Furthermore, the system may use the Member index 820 and the Not
Member index 825 to determine if the C1 or C2 collections are in
either index. If so, the system may set additional flags in the
collection condition data structure 1000, or additional violations,
as appropriate. The C2 collection includes a constraint with a
Template type. Thus, the system may use the value U.S.A. from the
Temporary Matching Value data structure 1002 to generate a
relationship in the data graph between the Barack Obama node and
the collection node Presidents of U.S.A. As indicated above, if
this node does not already exist, the system may create it.
[0104] For readability, the examples above refer to nodes and
relationships by names or description. It is understood that the
system may use other identifiers in the data structures, the
indices, the constraints etc. without departing from disclosed
implementations. As demonstrated, the system may determine a node's
membership in every collection in the indices in one pass of the
neighborhood because each path can be matched to constraints from
different collections as the path is encountered. Thus, the system
may calculate collection membership for a very large data graph
efficiently. It is also understood that while the examples have
been directed towards a system using conjunctive normal form for
conditions, some implementations may use disjunctive normal form,
where constraints within a condition are conjunctive, with
appropriate modifications to the processes that determine
collection membership in one pass.
[0105] FIG. 11 shows an example of a generic computer device 1100,
which may be system 100, and/or client 180 of FIG. 1, which may be
used with the techniques described here. Computing device 1100 is
intended to represent various example forms of computing devices,
such as laptops, desktops, workstations, personal digital
assistants, cellular telephones, smart phones, tablets, servers,
and other computing devices, including wearable devices. The
components shown here, their connections and relationships, and
their functions, are meant to be examples only, and are not meant
to limit implementations of the inventions described and/or claimed
in this document.
[0106] Computing device 1100 includes a processor 1102, memory
1104, a storage device 1106, and expansion ports 1110 connected via
an interface 1108. In some implementations, computing device 1100
may include transceiver 1146, communication interface 1144, and a
GPS (Global Positioning System) receiver module 1148, among other
components, connected via interface 1108. Device 1100 may
communicate wirelessly through communication interface 1144, which
may include digital signal processing circuitry where necessary.

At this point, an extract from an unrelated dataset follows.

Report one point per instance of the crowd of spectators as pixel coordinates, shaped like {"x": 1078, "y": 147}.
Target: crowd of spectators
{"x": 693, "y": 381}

Each of the components 1102, 1104, 1106, 1108, 1110, 1140, 1144,
1146, and 1148 may be mounted on a common motherboard or in other
manners as appropriate.
[0107] The processor 1102 can process instructions for execution
within the computing device 1100, including instructions stored in
the memory 1104 or on the storage device 1106 to display graphical
information for a GUI on an external input/output device, such as
display 1116. Display 1116 may be a monitor or a flat touchscreen
display. In some implementations, multiple processors and/or
multiple buses may be used, as appropriate, along with multiple
memories and types of memory. Also, multiple computing devices 1100
may be connected, with each device providing portions of the
necessary operations (e.g., as a server bank, a group of blade
servers, or a multi-processor system).
[0108] The memory 1104 stores information within the computing
device 1100. In one implementation, the memory 1104 is a volatile
memory unit or units. In another implementation, the memory 1104 is
a non-volatile memory unit or units. The memory 1104 may also be
another form of computer-readable medium, such as a magnetic or
optical disk. In some implementations, the memory 1104 may include
expansion memory provided through an expansion interface.
[0109] The storage device 1106 is capable of providing mass storage
for the computing device 1100. In one implementation, the storage
device 1106 may be or contain a computer-readable medium, such as a
floppy disk device, a hard disk device, an optical disk device, or
a tape device, a flash memory or other similar solid state memory
device, or an array of devices, including devices in a storage area
network or other configurations. A computer program product can be
tangibly embodied in such a computer-readable medium. The computer
program product may also contain instructions that, when executed,
perform one or more methods, such as those described above. The
computer- or machine-readable medium is a storage device such as
the memory 1104, the storage device 1106, or memory on processor
1102.
[0110] The interface 1108 may be a high speed controller that
manages bandwidth-intensive operations for the computing device
1100 or a low speed controller that manages lower
bandwidth-intensive operations, or a combination of such
controllers. An external interface 1140 may be provided so as to
enable near area communication of device 1100 with other devices.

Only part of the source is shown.